Every engineering team eventually reaches a point where deployments become stressful. It happens inside a fast-growing web app development company just as often as it happens in a large enterprise platform group.

A developer merges a pull request. The CI pipeline passes, Docker images are built, and someone manually runs a few kubectl apply commands. Everything looks fine until production starts behaving differently from staging. A quick investigation reveals that someone modified a ConfigMap directly in the cluster a week ago. Another engineer hot-fixed a Deployment using kubectl edit, and nobody documented the change.

Now the cluster configuration no longer matches the Git repository.

This is a classic example of configuration drift, and it's one of the biggest reasons deployments become unreliable as teams grow.

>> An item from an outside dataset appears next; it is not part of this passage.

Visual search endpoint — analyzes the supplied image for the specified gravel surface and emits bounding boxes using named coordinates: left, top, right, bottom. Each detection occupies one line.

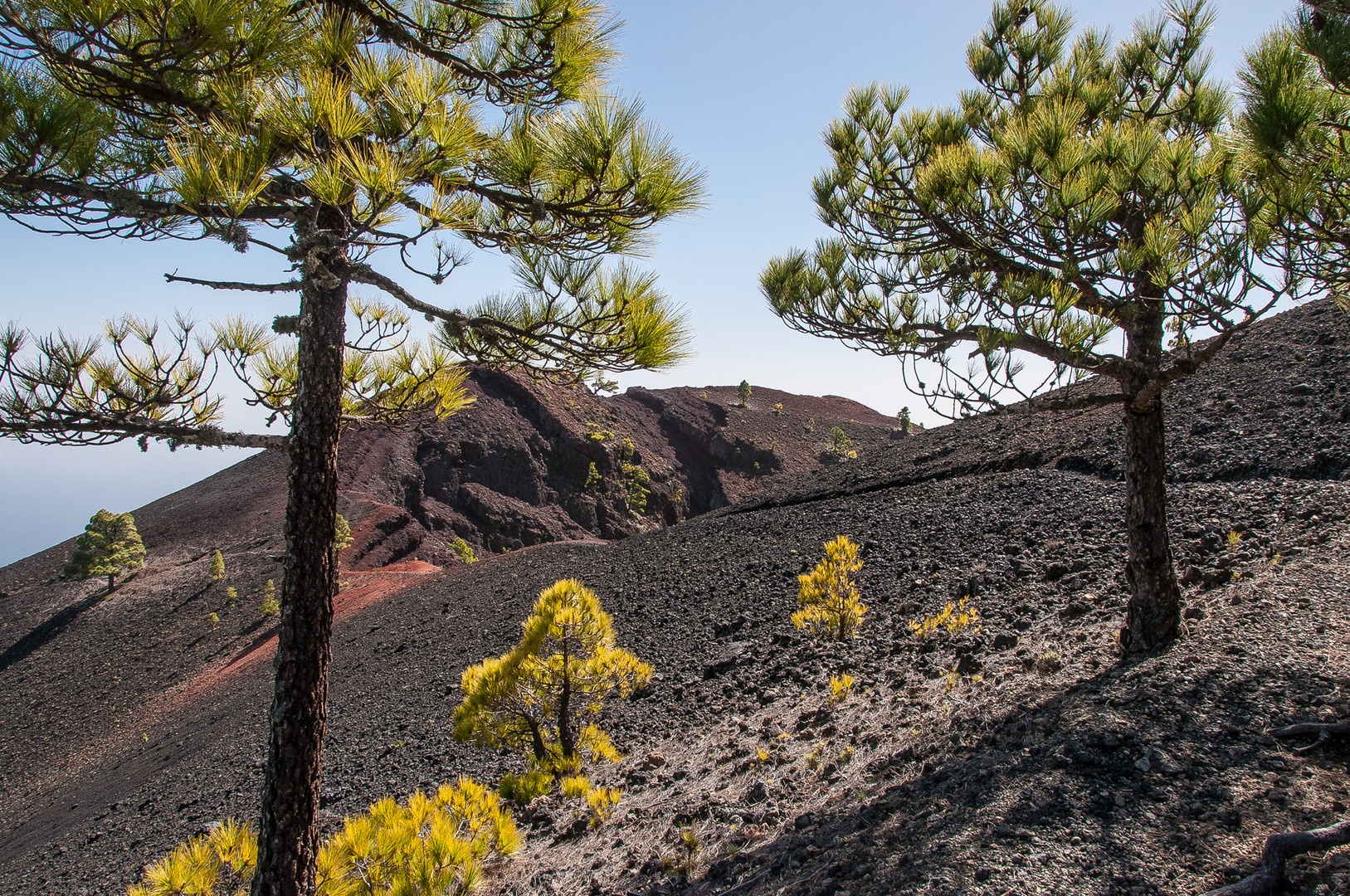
left=0, top=296, right=1350, bottom=896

This is exactly the problem GitOps was designed to solve.

Instead of treating Kubernetes as something engineers manually manage, GitOps makes Git the single source of truth. Every deployment, infrastructure change, and configuration update starts with a commit, creating an auditable, repeatable, and automated deployment workflow.

In this article, we'll explore GitOps through a real production workflow, showing how modern engineering teams use GitHub Actions, Docker, Argo CD, and Kubernetes to deploy applications safely at scale.

What is GitOps?

GitOps is an operational framework that uses Git repositories as the authoritative source for both application and infrastructure configuration.

Rather than pushing changes directly into a Kubernetes cluster, engineers declare the desired state in Git. A GitOps controller such as Argo CD or FluxCD continuously monitors that repository and automatically reconciles the cluster until it matches the desired state.

The deployment process shifts from this:

flowchart TD
    A[Developer] --> B[kubectl apply]
    B --> C[Production]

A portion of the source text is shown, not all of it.